CS: What do you think of art as activism? Do you view your work as environmental activism, or more commentary?
PG: I make art, so painting is the form my activism takes. This is what I want my work to be about. I don't want to make pretty pictures of flowers, this is why the work is not easy or docile, it is intended to be violent and contentious, and distressing at times. I want my work to powerfully express my feelings, and fears, with regard to the seriously afflicted state our natural world is in. They are big, colorful, dynamic, and fraught in your face paintings. They are not meant to be quiet, discrete objects.

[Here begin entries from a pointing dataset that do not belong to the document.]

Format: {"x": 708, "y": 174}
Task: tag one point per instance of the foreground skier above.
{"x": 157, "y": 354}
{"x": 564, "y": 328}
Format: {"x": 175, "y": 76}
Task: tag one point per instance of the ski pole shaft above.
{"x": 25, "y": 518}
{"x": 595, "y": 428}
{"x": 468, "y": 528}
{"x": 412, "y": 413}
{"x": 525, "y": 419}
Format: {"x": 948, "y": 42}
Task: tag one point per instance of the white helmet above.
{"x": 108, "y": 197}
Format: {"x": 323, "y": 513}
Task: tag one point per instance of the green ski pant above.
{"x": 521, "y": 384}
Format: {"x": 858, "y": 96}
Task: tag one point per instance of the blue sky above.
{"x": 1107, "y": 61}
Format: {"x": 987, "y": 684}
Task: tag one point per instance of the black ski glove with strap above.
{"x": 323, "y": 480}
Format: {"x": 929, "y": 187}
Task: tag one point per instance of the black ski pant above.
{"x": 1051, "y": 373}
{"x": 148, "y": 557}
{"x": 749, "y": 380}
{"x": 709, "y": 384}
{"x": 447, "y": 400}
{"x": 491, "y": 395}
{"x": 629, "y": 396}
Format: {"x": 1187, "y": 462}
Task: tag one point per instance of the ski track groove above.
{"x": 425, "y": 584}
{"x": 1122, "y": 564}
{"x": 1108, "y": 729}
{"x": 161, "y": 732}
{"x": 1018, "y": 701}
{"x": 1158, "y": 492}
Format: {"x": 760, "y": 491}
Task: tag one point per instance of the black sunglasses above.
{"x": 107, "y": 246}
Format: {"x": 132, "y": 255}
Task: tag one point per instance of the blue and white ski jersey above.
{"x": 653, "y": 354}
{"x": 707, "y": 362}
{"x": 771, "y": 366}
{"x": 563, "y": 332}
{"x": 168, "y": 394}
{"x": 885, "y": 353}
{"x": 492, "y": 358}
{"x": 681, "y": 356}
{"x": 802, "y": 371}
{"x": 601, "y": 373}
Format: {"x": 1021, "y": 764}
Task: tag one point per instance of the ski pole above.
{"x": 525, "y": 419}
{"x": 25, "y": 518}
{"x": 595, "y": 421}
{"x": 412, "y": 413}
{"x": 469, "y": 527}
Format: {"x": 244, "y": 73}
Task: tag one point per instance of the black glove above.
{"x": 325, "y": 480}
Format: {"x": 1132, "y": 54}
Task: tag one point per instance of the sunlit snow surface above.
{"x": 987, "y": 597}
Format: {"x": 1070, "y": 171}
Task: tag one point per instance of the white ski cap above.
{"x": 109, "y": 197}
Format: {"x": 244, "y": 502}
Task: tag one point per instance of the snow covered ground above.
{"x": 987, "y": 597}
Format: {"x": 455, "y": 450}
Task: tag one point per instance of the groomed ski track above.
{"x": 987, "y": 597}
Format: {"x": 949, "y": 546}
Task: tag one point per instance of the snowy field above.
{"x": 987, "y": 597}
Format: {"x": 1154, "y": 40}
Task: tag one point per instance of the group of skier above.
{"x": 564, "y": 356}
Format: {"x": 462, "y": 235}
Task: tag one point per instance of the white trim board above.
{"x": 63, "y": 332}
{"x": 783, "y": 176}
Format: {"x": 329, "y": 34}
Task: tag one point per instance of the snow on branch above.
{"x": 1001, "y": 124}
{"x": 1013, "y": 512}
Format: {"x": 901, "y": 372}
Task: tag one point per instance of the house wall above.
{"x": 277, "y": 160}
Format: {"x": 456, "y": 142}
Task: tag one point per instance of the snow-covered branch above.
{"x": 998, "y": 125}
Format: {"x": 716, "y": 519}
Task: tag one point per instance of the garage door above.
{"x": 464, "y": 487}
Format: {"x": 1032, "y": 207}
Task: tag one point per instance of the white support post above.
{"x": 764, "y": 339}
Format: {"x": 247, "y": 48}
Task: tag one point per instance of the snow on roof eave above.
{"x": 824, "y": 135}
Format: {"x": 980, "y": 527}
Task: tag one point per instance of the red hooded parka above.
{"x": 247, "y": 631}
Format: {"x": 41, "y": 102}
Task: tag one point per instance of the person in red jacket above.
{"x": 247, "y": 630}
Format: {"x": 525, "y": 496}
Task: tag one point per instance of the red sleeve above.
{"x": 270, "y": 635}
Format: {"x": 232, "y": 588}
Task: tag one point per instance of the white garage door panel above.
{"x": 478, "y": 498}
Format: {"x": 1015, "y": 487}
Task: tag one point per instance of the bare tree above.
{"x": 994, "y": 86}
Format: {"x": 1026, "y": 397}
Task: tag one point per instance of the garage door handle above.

CS: Both botanical and human environments play a big role in much of your work. In your previous series, "No $ Down," in which you created colored pencil drawings of attractive homes, some had catchy text like "Location Location Location!" Is there any connection between "Gone" and this previous series in terms of how we as humans treat our environment?
PG: Well, I was not really thinking about the environment in "No $ Down," but the suggestion of there being a correlation is certainly a good point. When I was making those drawings, I was thinking about the dream of homeownership, and our covetous desire to own. This fetishistic need to express one's self through ownership, through class ascension, and societal "belonging" is actively conveyed through the seduction of advertising. The titles were taken from the Los Angeles Times real estate section, as were the images. While the work is not about environmental destruction, it is about the way in which visual language can dictate our consumption, and self-identification. I started that series way before the subprime loan disaster, but now that series seems all the more pertinent following the economic collapse. The desire to own certainly lead to the crisis of an ecosystem, so to speak.
CS: If you could remedy one environmental disaster (oil spill, housing crisis etc.) what would it be?
PG: I would have to say the world's population explosion. We are the worst of the invasive species, and the planet is having trouble sustaining our exponential increase.
CS: I noticed some of the profits from your work go toward environmental charities, would you like to talk a bit about those?
PG: Last year I had an exhibition where a portion of the proceeds went to Lotusland in Santa Barbara. It is an amazing garden and conservatory and their mission statement is focused on plant preservation. They also have the only living
extinct plant I have ever seen. Encephalartos woodii, there are only three males left in the world so it can never reproduce.
CS: What are some upcoming projects you will be working on?
PG: My work will continue to document each plant that becomes a confirmed extinction. It feels like what I must do right now; it's an ongoing project that sadly will never be at a loss for material. Recently I was preparing for an upcoming exhibition, "Gone," that will opened September 8th, 2012 at the Edward Cella Gallery in Los Angeles. Which has new work from both series. New work is also being exhibited in a group show "The Confluence of the Birds," an exhibition by the Cynthia Reeves Gallery in NY and NH. I am also featured in a traveling exhibition "Ignite! The Art of Sustainability" that examines natural and human forces that have shaped the landscape of California. This exhibition will travel CA Museums 2012 through 2015. A new "Invasive Species" painting will also be appearing in the limited edition of Beautiful /Decay.